On our first day in Uganda several of us visited an AIDS support organization (TASO) that has been doing amazing work throughout the country for 30 years. Lisa Brooking (whose “day job” is as a nurse) spearheaded an initiative to collect medical supplies to donate to the organization. We were greeted with ceremonies and song and dance, and a passionate and proud explanation of the importance of the work that they were doing. The experience was so genuine and impactful that we were the ones leaving with a feeling of indebtedness. The following day most of the team visited a market and a mosque. The team was dressed up in traditional clothing and learned not only the history of the temple, but given a practical lesson on the correct way to pray in Islam. On the final day before the race, another group of us visited an orphanage to donate several bags of clothing, baby supplies, and money that had been gathered by the team. Again, the athletes and staff left that experience feeling that they were the ones who had been given something.

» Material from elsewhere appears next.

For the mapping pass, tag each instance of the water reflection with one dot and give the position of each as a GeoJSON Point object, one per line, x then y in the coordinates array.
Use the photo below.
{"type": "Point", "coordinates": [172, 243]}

Upon leaving our hotel for the airport, several of the hotel staff remarked to me that they would miss Team Canada. They said it in a way that conveyed an appreciation of our openness and a gratitude not for the material things we left behind but for the willingness to embrace their country for what it was and learn from our experience there. I had the sense that our team had been singled out for this praise.
— Chris Napier (@runnerphysio) March 23, 2017
All of this is not meant to be a pat on the back or to congratulate ourselves on how we shared our superfluous items with needy Africans. We all came home from Uganda richer than when we left and the athletes and staff will forever have a different perspective on what is truly important in life. Moreover, in a time when athletes are perceived as being self-absorbed, I was inspired by the way this team conducted themselves and hopeful that it will have a lasting impact on their lives beyond sport. At a time when the world is closing its borders and looking after self-interests, it gave me hope that as Canadians we can be better and keep openness and cooperation alive. It benefits all of us.